The Center for Political Accountability reports that mutual funds are increasing their support for shareholder resolutions calling for companies to disclose information about their political contributions.
Support by mutual funds for the Center for Political Accountability’s corporate political disclosure resolution jumped significantly in 2017, to 48 percent from 43 percent in 2016, according to an analysis by Fund Votes.
The analysis also found that abstentions decreased from five percent to three percent, indicating a shift toward more active support for political
transparency in the first year of Donald Trump’s presidency….Among 20 of the 23 largest asset managers globally, average support for the CPA model
resolution was 37.3 percent, based on 22 resolutions filed.

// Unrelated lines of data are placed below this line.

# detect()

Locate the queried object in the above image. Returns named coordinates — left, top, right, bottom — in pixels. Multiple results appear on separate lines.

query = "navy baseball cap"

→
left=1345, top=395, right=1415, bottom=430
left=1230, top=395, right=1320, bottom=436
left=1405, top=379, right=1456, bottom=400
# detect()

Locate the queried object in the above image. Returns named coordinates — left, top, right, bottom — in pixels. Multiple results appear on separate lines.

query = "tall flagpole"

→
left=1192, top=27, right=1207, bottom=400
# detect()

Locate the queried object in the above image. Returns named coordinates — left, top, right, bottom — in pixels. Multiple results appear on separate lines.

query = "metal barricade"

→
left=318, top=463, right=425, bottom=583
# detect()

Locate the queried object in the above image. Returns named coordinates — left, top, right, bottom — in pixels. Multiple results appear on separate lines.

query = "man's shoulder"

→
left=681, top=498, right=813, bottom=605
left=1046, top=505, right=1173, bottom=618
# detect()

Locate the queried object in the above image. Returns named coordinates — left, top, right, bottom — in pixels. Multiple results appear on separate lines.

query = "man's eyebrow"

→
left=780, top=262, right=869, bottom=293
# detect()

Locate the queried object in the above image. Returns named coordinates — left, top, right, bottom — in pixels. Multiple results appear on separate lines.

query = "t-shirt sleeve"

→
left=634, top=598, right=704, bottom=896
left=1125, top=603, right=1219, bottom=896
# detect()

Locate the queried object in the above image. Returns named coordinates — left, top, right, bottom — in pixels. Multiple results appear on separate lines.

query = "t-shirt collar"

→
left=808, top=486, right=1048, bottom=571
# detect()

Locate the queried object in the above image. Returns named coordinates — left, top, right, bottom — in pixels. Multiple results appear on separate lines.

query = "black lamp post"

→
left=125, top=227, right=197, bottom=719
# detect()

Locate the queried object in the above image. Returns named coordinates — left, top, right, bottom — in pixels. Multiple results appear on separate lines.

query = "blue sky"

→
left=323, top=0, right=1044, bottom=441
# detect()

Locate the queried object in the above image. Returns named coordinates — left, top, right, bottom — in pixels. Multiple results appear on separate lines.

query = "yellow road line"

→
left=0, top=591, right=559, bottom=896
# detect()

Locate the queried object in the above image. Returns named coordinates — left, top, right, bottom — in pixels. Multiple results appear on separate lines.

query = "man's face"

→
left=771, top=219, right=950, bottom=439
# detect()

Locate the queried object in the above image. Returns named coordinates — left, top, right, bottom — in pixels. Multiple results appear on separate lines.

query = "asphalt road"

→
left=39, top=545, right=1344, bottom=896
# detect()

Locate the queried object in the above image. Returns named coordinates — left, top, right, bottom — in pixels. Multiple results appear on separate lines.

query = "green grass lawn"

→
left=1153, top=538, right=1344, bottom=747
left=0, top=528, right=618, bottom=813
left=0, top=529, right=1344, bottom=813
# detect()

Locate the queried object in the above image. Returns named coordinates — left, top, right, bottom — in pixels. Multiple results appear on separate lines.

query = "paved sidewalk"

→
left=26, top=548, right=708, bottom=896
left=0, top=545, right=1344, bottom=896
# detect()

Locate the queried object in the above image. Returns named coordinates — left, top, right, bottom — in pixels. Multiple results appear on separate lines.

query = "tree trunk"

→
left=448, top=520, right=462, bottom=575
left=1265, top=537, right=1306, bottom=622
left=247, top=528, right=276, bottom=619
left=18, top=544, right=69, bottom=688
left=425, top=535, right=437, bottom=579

This represents an increase of more than six percentage points from 2016 when average support was 31.1 percent, based on 27 resolutions filed. In addition, more fund groups participated in voting on the resolutions with abstentions decreasing by an average of eight percentage points from 11.5 to 3.4 percent.
As has been the case in previous years, the biggest fund groups remained the biggest laggards. Vanguard, Fidelity, BlackRock and American Funds continued a nearly unbroken record of voting against or abstaining on corporate election spending disclosure resolutions. Average shareholder support also dropped slightly from 33 percent in 2016 to 30 percent in 2017.